2 – Can you provide a $ range or number to define “substantial costs”?

It’s very difficult to give the committee a precise number or even dollar range without having done a detailed analysis of what is being proposed.  We would always look at a range of options for implementing greater transparency, which would have an impact on cost – particularly if they involve system changes. For example, depending upon how the information is captured and whether it is displayed or simply made available to the public upon request, and whether the CRA or charities themselves would be required to provide the information to the public, are all factors that will influence cost.
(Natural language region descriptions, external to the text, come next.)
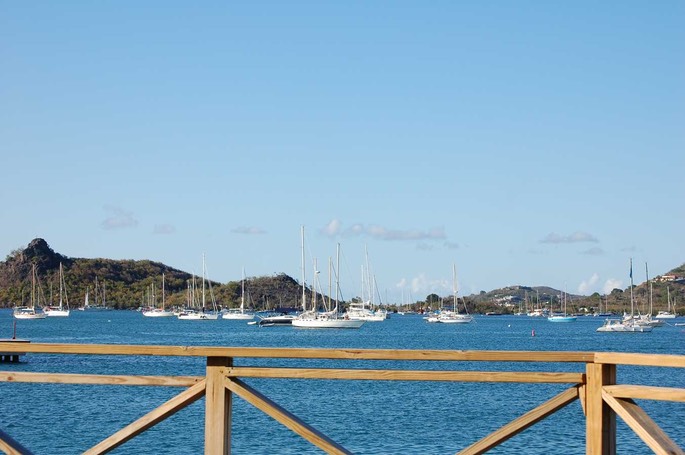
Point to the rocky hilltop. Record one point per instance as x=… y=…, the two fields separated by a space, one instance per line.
x=123 y=284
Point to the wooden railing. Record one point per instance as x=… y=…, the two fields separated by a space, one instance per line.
x=595 y=386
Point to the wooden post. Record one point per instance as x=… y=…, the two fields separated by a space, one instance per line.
x=217 y=407
x=600 y=419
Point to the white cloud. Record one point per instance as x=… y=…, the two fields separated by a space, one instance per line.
x=576 y=237
x=164 y=229
x=118 y=219
x=332 y=228
x=248 y=230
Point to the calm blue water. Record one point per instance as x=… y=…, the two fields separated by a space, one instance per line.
x=366 y=417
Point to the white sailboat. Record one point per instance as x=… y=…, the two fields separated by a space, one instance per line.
x=453 y=316
x=627 y=325
x=364 y=310
x=202 y=314
x=157 y=312
x=62 y=309
x=670 y=312
x=30 y=312
x=563 y=316
x=312 y=319
x=239 y=313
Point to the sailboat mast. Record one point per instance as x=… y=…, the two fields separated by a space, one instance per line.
x=203 y=282
x=454 y=285
x=337 y=274
x=632 y=309
x=304 y=297
x=163 y=303
x=242 y=292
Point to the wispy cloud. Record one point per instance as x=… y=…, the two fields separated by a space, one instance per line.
x=163 y=229
x=576 y=237
x=118 y=218
x=451 y=245
x=248 y=230
x=334 y=228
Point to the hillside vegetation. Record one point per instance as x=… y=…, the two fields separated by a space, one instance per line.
x=128 y=284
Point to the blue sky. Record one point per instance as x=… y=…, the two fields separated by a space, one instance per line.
x=530 y=142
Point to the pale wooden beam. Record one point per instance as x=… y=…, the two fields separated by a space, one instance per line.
x=407 y=375
x=655 y=438
x=217 y=407
x=646 y=392
x=655 y=360
x=150 y=419
x=284 y=417
x=521 y=423
x=69 y=378
x=600 y=421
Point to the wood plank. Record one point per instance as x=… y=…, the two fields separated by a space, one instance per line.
x=646 y=392
x=655 y=438
x=303 y=353
x=11 y=447
x=217 y=407
x=149 y=420
x=407 y=375
x=284 y=417
x=521 y=423
x=69 y=378
x=655 y=360
x=600 y=421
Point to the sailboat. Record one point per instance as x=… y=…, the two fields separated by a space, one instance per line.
x=563 y=316
x=153 y=311
x=453 y=317
x=239 y=313
x=627 y=325
x=62 y=309
x=202 y=314
x=30 y=312
x=363 y=310
x=646 y=319
x=312 y=319
x=670 y=312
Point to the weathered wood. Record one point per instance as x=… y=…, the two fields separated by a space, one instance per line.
x=646 y=392
x=655 y=438
x=11 y=447
x=98 y=379
x=600 y=421
x=217 y=407
x=526 y=420
x=305 y=353
x=284 y=417
x=150 y=419
x=407 y=375
x=654 y=360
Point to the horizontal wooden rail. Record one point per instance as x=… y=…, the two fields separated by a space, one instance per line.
x=406 y=375
x=302 y=353
x=651 y=360
x=601 y=399
x=645 y=392
x=101 y=379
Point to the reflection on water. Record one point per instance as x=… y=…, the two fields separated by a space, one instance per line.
x=370 y=417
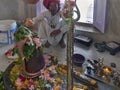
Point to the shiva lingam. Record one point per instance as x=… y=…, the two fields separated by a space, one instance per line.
x=106 y=72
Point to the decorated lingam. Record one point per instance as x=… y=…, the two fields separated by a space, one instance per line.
x=106 y=70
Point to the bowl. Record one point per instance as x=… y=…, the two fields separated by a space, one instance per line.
x=78 y=59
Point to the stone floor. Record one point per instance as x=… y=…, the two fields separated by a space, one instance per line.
x=89 y=53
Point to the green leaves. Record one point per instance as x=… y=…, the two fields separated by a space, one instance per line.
x=21 y=32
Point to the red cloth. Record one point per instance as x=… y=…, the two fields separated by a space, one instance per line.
x=47 y=2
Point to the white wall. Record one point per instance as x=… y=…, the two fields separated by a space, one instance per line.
x=16 y=9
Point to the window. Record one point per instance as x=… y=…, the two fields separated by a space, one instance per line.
x=93 y=12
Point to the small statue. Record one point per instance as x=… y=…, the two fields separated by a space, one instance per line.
x=29 y=50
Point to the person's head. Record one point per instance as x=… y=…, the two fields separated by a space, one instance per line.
x=52 y=5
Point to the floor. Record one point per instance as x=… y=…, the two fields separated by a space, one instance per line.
x=89 y=53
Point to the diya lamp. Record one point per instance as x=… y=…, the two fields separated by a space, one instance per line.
x=107 y=70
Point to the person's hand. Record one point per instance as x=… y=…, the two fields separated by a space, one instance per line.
x=55 y=33
x=29 y=23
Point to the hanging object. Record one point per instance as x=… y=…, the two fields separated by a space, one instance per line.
x=31 y=1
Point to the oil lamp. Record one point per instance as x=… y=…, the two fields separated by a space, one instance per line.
x=106 y=70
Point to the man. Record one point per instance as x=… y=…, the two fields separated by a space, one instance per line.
x=51 y=25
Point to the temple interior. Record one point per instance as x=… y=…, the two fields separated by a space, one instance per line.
x=99 y=45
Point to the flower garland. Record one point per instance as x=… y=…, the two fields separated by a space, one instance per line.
x=50 y=76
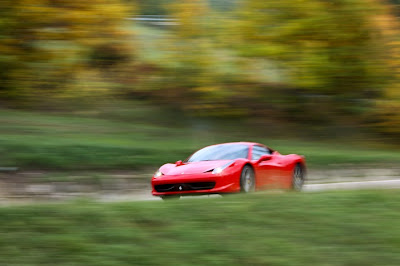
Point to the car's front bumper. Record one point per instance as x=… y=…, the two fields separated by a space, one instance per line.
x=204 y=183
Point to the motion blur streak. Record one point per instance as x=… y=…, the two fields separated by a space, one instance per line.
x=96 y=95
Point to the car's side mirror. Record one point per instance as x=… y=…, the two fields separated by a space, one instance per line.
x=264 y=157
x=179 y=163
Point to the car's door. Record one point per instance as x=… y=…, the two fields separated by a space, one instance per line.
x=262 y=156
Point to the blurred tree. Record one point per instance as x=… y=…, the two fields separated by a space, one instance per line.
x=46 y=43
x=331 y=50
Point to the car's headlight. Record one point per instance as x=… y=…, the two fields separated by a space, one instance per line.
x=158 y=174
x=219 y=169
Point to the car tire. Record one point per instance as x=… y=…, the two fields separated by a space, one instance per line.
x=247 y=180
x=170 y=197
x=298 y=178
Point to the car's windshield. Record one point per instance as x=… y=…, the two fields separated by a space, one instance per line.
x=220 y=152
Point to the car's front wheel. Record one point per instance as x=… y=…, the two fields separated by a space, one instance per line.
x=247 y=180
x=170 y=197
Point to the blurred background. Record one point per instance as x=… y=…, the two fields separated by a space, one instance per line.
x=96 y=95
x=130 y=84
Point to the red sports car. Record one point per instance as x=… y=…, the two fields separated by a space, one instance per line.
x=228 y=168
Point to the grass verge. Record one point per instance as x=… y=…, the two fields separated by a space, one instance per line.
x=335 y=228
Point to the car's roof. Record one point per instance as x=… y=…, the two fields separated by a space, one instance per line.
x=240 y=142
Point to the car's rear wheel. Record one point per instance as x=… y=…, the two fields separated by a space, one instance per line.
x=247 y=180
x=298 y=178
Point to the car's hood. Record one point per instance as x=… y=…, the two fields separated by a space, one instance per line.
x=192 y=168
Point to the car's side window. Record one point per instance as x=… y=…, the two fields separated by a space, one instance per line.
x=259 y=151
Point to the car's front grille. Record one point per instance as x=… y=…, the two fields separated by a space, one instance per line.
x=184 y=186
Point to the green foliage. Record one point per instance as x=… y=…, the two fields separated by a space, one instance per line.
x=259 y=229
x=122 y=138
x=332 y=49
x=45 y=43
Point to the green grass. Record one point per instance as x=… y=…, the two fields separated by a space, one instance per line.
x=143 y=136
x=336 y=228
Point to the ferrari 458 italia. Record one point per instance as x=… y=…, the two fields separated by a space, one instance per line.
x=230 y=168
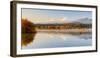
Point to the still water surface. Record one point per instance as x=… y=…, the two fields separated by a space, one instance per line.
x=54 y=40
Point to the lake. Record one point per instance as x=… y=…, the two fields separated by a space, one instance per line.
x=55 y=40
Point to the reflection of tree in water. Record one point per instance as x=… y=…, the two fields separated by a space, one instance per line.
x=28 y=32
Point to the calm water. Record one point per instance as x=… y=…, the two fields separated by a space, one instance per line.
x=54 y=40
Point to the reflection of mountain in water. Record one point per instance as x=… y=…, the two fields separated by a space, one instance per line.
x=75 y=31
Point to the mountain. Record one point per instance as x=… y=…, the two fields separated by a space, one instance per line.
x=84 y=20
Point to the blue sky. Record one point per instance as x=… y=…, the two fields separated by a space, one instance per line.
x=45 y=15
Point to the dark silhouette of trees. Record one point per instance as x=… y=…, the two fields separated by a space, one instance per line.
x=28 y=32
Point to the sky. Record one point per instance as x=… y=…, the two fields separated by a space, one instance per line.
x=48 y=15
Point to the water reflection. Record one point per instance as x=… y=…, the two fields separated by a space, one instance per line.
x=53 y=40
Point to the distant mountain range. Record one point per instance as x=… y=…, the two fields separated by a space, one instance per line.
x=84 y=21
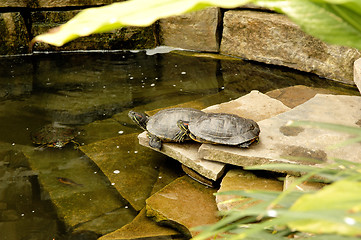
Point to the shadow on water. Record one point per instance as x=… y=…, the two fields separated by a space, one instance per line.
x=60 y=193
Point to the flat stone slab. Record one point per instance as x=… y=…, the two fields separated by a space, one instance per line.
x=238 y=179
x=183 y=204
x=278 y=141
x=131 y=169
x=357 y=73
x=254 y=105
x=142 y=227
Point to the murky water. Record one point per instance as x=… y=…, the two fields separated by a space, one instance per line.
x=51 y=193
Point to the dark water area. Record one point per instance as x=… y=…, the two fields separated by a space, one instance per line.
x=49 y=193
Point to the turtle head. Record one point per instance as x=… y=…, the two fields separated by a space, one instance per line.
x=140 y=119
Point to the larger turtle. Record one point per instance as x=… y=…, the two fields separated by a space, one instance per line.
x=162 y=126
x=55 y=136
x=220 y=128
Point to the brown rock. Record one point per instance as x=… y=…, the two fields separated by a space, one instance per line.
x=141 y=227
x=14 y=36
x=274 y=39
x=196 y=31
x=183 y=204
x=238 y=179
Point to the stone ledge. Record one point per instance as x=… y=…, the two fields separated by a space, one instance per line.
x=274 y=39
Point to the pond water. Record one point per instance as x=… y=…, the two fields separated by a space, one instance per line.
x=49 y=193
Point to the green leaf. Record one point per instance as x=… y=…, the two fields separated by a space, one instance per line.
x=334 y=209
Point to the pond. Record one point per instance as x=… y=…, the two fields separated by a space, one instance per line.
x=51 y=193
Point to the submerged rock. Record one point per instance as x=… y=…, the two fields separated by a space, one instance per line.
x=277 y=144
x=142 y=227
x=183 y=204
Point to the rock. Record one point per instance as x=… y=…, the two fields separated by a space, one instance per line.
x=296 y=95
x=183 y=204
x=197 y=31
x=274 y=39
x=238 y=179
x=130 y=168
x=82 y=194
x=109 y=222
x=357 y=73
x=141 y=227
x=124 y=38
x=278 y=141
x=255 y=105
x=187 y=154
x=305 y=186
x=14 y=39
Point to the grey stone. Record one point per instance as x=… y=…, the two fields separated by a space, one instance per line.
x=274 y=39
x=183 y=204
x=187 y=154
x=238 y=179
x=279 y=141
x=357 y=73
x=196 y=31
x=14 y=38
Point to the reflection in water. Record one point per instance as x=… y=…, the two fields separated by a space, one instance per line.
x=51 y=193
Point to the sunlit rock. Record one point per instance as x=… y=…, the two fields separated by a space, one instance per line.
x=296 y=95
x=238 y=179
x=280 y=143
x=130 y=168
x=357 y=73
x=274 y=39
x=196 y=31
x=183 y=204
x=142 y=227
x=304 y=186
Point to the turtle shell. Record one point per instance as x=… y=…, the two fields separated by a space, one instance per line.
x=163 y=124
x=53 y=136
x=222 y=128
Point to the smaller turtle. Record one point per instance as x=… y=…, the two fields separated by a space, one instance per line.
x=54 y=136
x=220 y=128
x=162 y=126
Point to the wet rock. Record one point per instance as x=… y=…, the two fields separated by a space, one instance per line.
x=238 y=179
x=130 y=168
x=255 y=105
x=357 y=73
x=110 y=221
x=274 y=39
x=310 y=146
x=78 y=192
x=305 y=186
x=124 y=38
x=296 y=95
x=14 y=37
x=141 y=227
x=196 y=31
x=183 y=204
x=187 y=154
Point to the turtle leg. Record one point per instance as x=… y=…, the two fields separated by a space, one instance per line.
x=155 y=142
x=183 y=131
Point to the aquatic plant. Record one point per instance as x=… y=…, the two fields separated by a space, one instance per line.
x=333 y=21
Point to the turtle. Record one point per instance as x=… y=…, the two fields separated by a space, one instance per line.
x=220 y=128
x=162 y=126
x=55 y=136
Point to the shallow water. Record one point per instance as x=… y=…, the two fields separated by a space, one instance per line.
x=47 y=193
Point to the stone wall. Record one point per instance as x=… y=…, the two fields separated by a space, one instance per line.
x=249 y=33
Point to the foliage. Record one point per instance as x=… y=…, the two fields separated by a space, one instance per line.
x=334 y=21
x=333 y=212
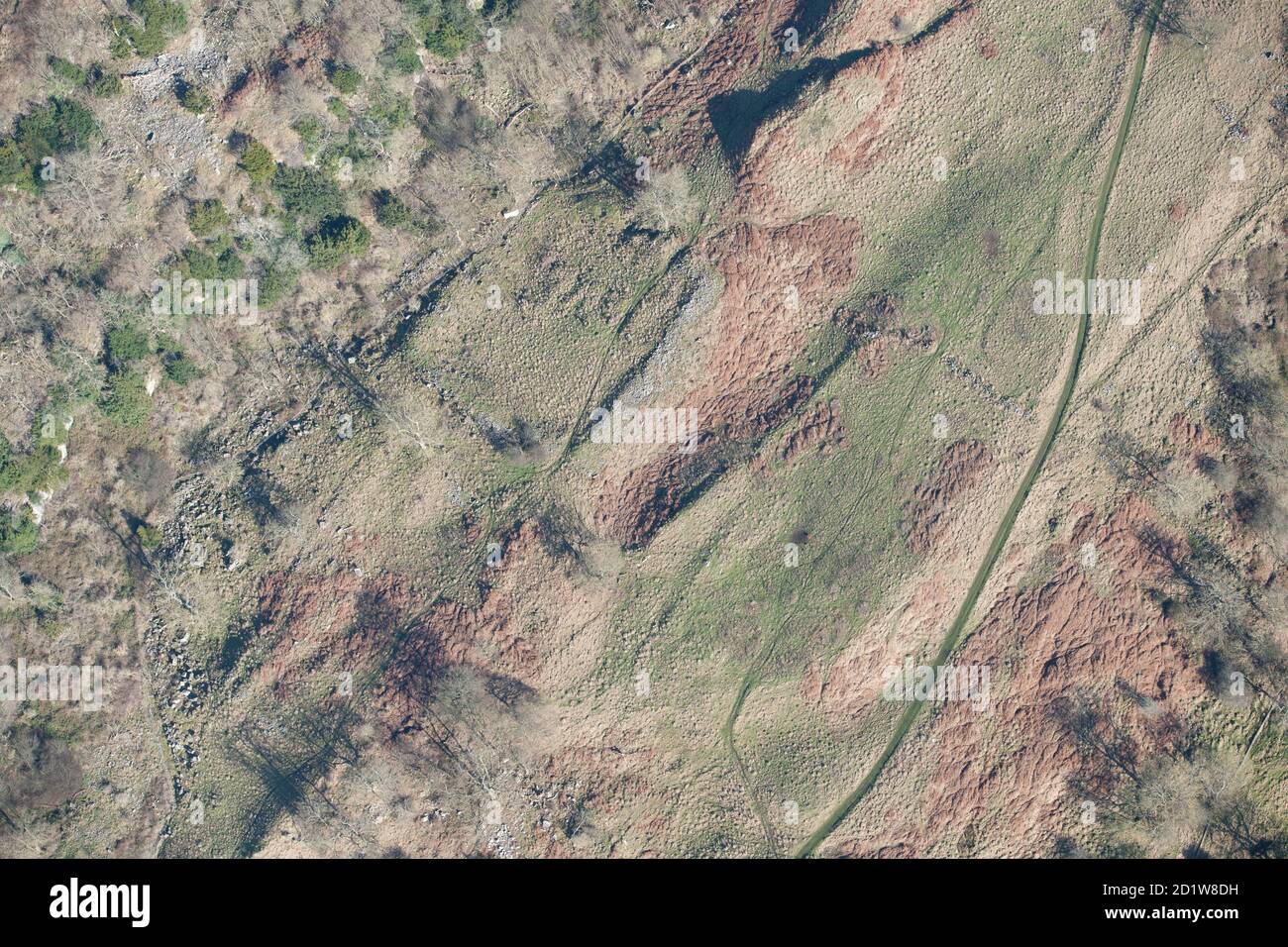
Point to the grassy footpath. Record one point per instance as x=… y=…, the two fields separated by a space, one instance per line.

Overall, we would need to know what information we will be disclosing and how we intend to disclose it before we could provide a realistic estimate of cost and timeframe for implementation.

If pressed:

Revising the T3010 Registered Charity Information Return, capturing the information in the Charities database, and displaying the information on the CRA’s website could run as high as $3 million.
Scanning the information into a separate schedule independent of the T3010 return, and then displaying the scanned (pdf schedule on CRA Web site, rather than in a database, would likely cost somewhere between $1.2 and $1.4 million.

A third option would be to create a legislated obligation for charities to provide information to the public (the US model). There would be no change to the T3010 information return, and nor any capturing, keying or display of the data by CRA.  CRA could develop an electronic form outlining the prescribed information that charities are to make available and that form could be posted to our Web site. The cost to develop and post a standalone form would be minimal.  Note that these are development costs alone – do not include any additional resources for additional compliance activities that we might want to undertake to verify the accuracy of information.

3 – Is there a need for additional disclosure requirements?

Considering that question from the regulatory framework of cost, burden, transparency and risk, we would offer the following comments:

Cost: While we would need to understand the specifics of any proposed change before we could provide cost estimates, we can say that any change to the information return that would require alterations to our data capture and display systems is likely to require a substantial financial investment.

Burden: Some charities have alerted us to the fact that in some cases publicizing the names of foreign donors could raise concerns over individual safety – religious persecution as an example.

Transparency: Additional disclosure would clearly support our goals relating to transparency.

Risk: One concern is that additional disclosure is not required to enforce the provisions of the ITA – since there are no restrictions on sources of funding.   Another concern relates to the potential for CRA to inadvertently violate the confidentiality provisions of the ITA. Essentially, s. 241 of the Act protects the donor information of any non-resident who was taxable in Canada for this or any other year. A charity would arguably have no way of knowing whether a particular foreign donor was ever taxable in Canada. The CRA would be forced to try and make this determination without the benefit of date of birth or social insurance information.  Unless we were certain that the foreign donor was not protected under s. 241, we would not be able to publish the name.

2010 statistics on foreign funding:

  • Of the close to 83,000 registered charities that had filed an information return as of December 2011, 1,986 (just over 2%) reported receiving funds from foreign donors. The total value of foreign contributions was $831,916,553.
  • Of the 1,986 registered charities reporting foreign funding, the top 25 accounted for 67% ($557,000,000) of all contributions, the top 5 for 36% ($303,000,000), and the top 2 for 22% ($188,000,000).
  • Note also that while the T3010 asks charities to report on donations valued at $10,000 or more, 1,029 of the 1,986 charities reporting actually received donations of under $10,000. The total valued of donations under $10,000 reported by those 1,029 charities was $2,595,278.  The total value of donation over $10,000 received by the 966 charities reporting was $829,321,275.